O4 - HKLM\..\Run: [9R] C:\windows\temp\9R.exe
O4 - HKLM\..\Run: [SAHBundle] C:\DOCUME~1\BRD\LOCALS~1\Temp\bundle.exe
O4 - HKLM\..\Run: [Pcsv] C:\WINDOWS\system32\pcs\pcsvc.exe
O4 - HKLM\..\Run: [Dpi] C:\Program Files\Common Files\Dpi\dpi.exe
O4 - HKLM\..\Run: [alchem] C:\WINDOWS\alchem.exe
O4 - HKLM\..\Run: [Openwares LiveUpdate] C:\Program Files\LiveUpdate\LiveUpdate.exe
O4 - HKLM\..\Run: [TV Media] C:\Program Files\TV Media\Tvm.exe
O4 - HKCU\..\Run: [Eitt] C:\Documents and Settings\BRD\Application Data\ahso.exe
O4 - HKCU\..\Run: [WTSS] C:\WINDOWS\System32\wapisvsu.exe
O4 - HKCU\..\Run: [TV Media] C:\Program Files\TV Media\Tvm.exe

O16 - DPF: {56336BCB-3D8A-11D6-A00B-0050DA18DE71} (RdxIE Class) - http://software-dl.real.com/07a3224...ip/RdxIE601.cab

Reboot into safe mode following the instructions here & navigate to & delete

C:\Program Files\TV Media< folder
C:\PROGRA~1\Lycos< folder
C:\PROGRA~1\INCRED~1< folder
C:\DOCUME~1\BRD\LOCALS~1\Temp< entire contents of this folder
C:\WINDOWS\system32\pcs< folder
C:\Program Files\Common Files\Dpi< folder
C:\Program Files\LiveUpdate< folder

C:\WINDOWS\alchem.exe< file
C:\Documents and Settings\BRD\Application Data\ahso.exe< file
C:\WINDOWS\System32\wapisvsu.exe< file

In order to view these files you may have to select 'show hidden files/folders.' Instructions on how to here.

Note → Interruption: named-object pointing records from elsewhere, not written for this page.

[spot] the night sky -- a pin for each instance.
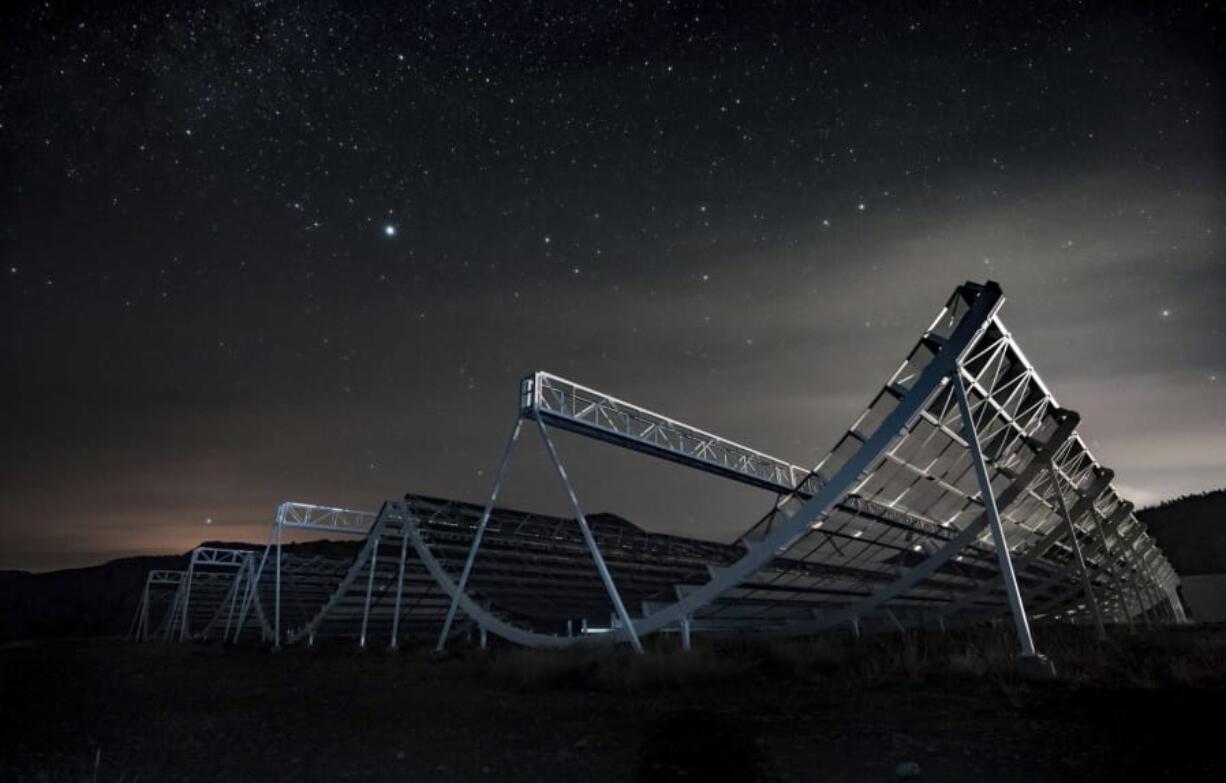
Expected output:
(264, 251)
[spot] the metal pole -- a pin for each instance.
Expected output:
(238, 588)
(981, 473)
(276, 608)
(186, 597)
(370, 583)
(479, 532)
(134, 629)
(400, 587)
(145, 616)
(253, 586)
(1077, 549)
(609, 587)
(1108, 561)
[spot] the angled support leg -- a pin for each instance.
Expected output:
(253, 586)
(186, 597)
(400, 588)
(477, 534)
(1077, 549)
(276, 608)
(1110, 563)
(609, 586)
(1029, 656)
(234, 592)
(134, 631)
(370, 585)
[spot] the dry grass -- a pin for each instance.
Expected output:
(1148, 659)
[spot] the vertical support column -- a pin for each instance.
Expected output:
(276, 608)
(370, 585)
(186, 597)
(135, 629)
(989, 507)
(400, 585)
(234, 592)
(1110, 564)
(476, 538)
(609, 587)
(253, 586)
(1077, 549)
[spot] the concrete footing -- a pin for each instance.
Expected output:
(1036, 667)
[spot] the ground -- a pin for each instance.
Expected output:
(1145, 707)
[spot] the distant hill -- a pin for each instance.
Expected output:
(1191, 531)
(98, 601)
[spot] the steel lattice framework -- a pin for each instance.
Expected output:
(961, 494)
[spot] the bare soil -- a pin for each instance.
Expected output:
(110, 711)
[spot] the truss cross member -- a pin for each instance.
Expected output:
(609, 586)
(1077, 549)
(476, 537)
(1030, 659)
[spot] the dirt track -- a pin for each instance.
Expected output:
(197, 713)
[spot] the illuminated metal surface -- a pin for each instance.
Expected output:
(890, 529)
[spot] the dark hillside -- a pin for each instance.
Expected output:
(1191, 531)
(98, 601)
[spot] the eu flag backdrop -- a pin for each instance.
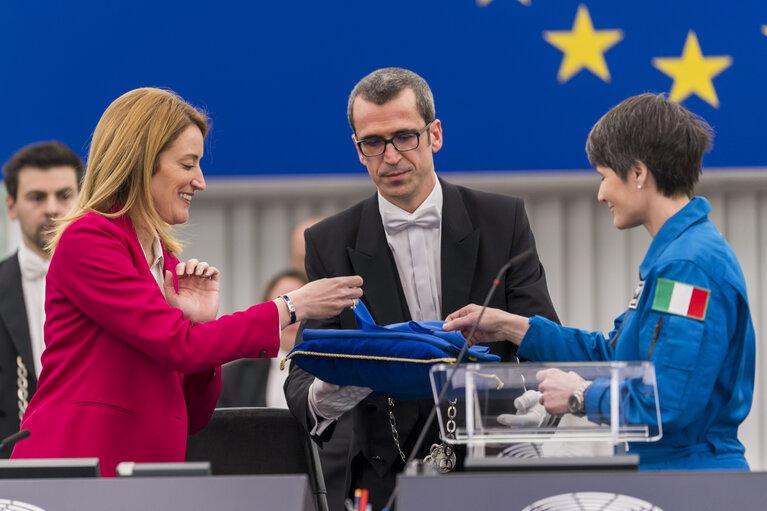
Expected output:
(517, 83)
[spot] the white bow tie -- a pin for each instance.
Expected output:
(427, 218)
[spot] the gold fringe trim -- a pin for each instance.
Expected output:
(449, 360)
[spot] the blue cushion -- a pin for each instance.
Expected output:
(392, 360)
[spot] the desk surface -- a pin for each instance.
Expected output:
(667, 491)
(268, 493)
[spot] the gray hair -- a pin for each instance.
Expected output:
(383, 85)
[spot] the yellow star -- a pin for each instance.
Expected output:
(583, 47)
(692, 72)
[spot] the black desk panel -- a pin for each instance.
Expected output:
(257, 493)
(666, 491)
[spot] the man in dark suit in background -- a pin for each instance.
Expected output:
(424, 248)
(42, 182)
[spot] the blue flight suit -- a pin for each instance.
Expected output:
(704, 367)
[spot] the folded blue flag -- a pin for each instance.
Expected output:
(392, 360)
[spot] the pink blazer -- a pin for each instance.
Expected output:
(125, 377)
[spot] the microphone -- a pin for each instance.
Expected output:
(12, 439)
(521, 257)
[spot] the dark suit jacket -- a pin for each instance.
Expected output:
(480, 233)
(14, 341)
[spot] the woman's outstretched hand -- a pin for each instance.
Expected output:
(324, 298)
(198, 290)
(496, 324)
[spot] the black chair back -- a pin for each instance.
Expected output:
(242, 441)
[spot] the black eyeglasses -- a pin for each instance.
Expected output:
(376, 146)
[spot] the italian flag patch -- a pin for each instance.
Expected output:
(680, 299)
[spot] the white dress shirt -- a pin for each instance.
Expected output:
(33, 271)
(404, 248)
(157, 265)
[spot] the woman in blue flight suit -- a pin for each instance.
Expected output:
(689, 314)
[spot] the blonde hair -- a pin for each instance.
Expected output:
(130, 135)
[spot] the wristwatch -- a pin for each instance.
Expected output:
(576, 404)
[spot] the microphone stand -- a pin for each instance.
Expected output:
(422, 436)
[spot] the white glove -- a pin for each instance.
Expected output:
(530, 412)
(332, 401)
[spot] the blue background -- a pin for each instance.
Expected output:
(275, 76)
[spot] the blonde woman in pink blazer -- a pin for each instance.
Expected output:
(133, 346)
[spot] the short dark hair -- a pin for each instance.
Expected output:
(383, 85)
(669, 139)
(41, 155)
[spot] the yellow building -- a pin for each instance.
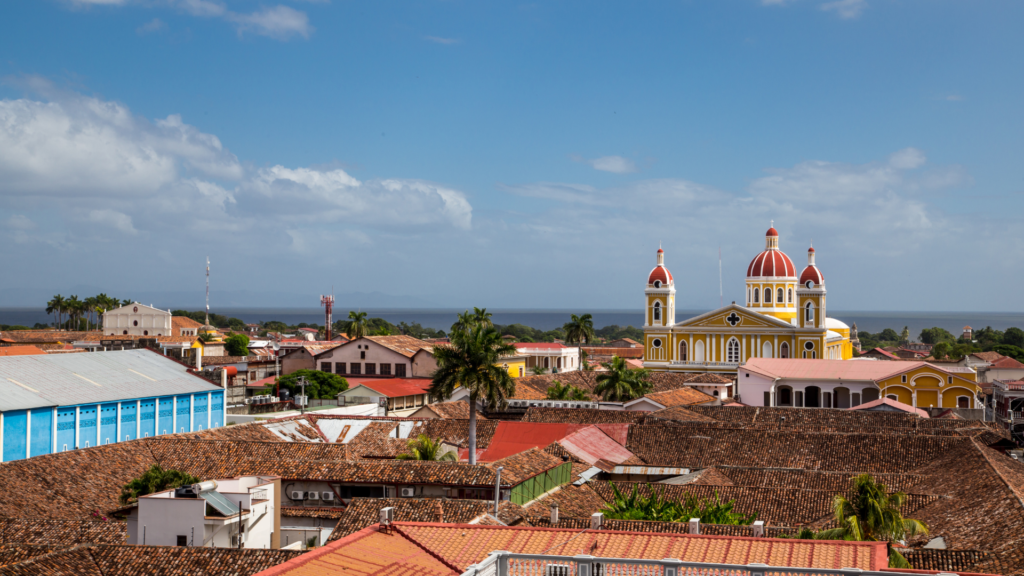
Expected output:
(783, 317)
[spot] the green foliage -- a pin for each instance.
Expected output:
(318, 384)
(655, 507)
(155, 480)
(472, 362)
(558, 391)
(422, 448)
(936, 335)
(237, 344)
(870, 513)
(621, 383)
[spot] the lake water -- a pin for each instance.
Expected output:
(548, 319)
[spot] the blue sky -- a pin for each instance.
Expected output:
(513, 155)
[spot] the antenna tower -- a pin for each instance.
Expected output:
(721, 302)
(328, 303)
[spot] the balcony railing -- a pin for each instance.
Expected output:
(508, 564)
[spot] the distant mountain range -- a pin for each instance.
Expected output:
(218, 299)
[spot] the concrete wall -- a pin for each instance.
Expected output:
(46, 430)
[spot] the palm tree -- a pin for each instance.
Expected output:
(482, 317)
(472, 361)
(559, 391)
(425, 449)
(872, 515)
(55, 306)
(465, 323)
(621, 383)
(356, 325)
(580, 330)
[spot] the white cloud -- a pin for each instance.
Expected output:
(280, 23)
(907, 159)
(112, 219)
(847, 9)
(155, 25)
(439, 40)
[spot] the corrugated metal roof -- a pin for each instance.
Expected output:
(37, 381)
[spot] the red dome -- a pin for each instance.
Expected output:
(771, 263)
(659, 273)
(813, 274)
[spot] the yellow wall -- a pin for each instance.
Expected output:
(930, 382)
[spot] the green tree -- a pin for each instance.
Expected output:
(936, 335)
(580, 330)
(356, 325)
(237, 344)
(559, 391)
(472, 361)
(621, 383)
(155, 480)
(422, 448)
(655, 507)
(318, 384)
(870, 513)
(482, 317)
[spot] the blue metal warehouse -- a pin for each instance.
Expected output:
(53, 403)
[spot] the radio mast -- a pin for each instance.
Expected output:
(328, 303)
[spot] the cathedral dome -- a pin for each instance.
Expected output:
(811, 273)
(772, 262)
(659, 274)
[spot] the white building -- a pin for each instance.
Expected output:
(213, 513)
(138, 320)
(553, 356)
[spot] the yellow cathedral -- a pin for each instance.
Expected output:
(783, 317)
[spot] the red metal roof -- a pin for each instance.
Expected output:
(396, 387)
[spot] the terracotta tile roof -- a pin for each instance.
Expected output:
(367, 552)
(680, 397)
(462, 546)
(583, 415)
(406, 345)
(178, 322)
(457, 409)
(20, 351)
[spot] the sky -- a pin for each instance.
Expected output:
(453, 153)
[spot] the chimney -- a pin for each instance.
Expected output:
(759, 529)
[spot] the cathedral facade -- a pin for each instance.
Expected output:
(782, 317)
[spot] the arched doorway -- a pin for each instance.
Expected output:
(812, 397)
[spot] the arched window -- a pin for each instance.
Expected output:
(732, 351)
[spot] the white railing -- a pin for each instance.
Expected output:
(508, 564)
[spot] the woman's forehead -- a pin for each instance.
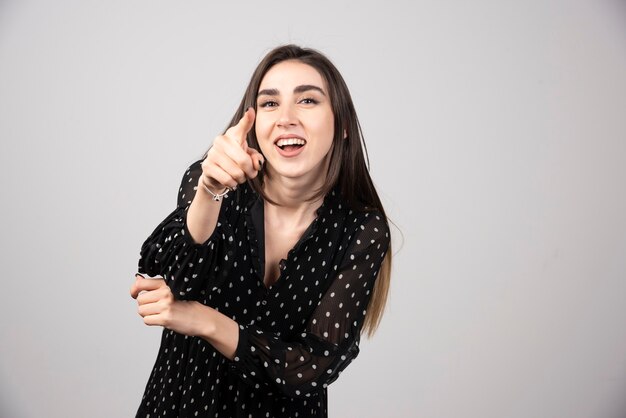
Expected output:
(287, 75)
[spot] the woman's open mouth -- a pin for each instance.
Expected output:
(290, 147)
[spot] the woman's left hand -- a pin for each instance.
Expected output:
(157, 306)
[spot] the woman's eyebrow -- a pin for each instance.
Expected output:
(299, 89)
(307, 87)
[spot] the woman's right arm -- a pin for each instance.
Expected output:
(228, 163)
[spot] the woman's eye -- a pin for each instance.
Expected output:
(268, 103)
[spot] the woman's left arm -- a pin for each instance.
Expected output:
(304, 364)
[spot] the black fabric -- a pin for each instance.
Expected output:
(295, 336)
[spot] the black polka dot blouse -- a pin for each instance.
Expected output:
(295, 337)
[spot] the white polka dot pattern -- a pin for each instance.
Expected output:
(295, 337)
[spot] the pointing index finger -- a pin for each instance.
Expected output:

Be certain to follow these instructions exactly. If you're not sure, get back here.

Reboot normally after doing the above then post a fresh log plz.

Re: Crunchie, can you help me?
 

I ran virus scan again from that link you gave me, and I'm posting the name and path here for you. The information you gave me above may fix these, but I just wanted to make sure:

TROJ REVOP.A C:/Documents and settings/BRD/Local settings/Temporary Internet Files/content.IE5/PR7BLHWE/bdl14025(1).exe

TROJ ISTBAR.DW C:/Windows/Downloaded Program Files/ISTactivex.dll

TROJ REVOP.A C:/Windows/System32/0021-bdl94126.EXE

TROJ BRISS.H C:/Windws/System32/a.exe

TROJ BRISS.H C:/Windows/System32/bridge.dll

TROJ SMALL.GO C:/Windows/System32/CS4P028.exe

BKDR SANDBOX.A C:/Windows/System32/Lkyqfy.exe

TROJ STILEN.A C:/Windows/System32/silent.exe

These were all NonCleanable by the scan. I'll get right on fixing those other things!!!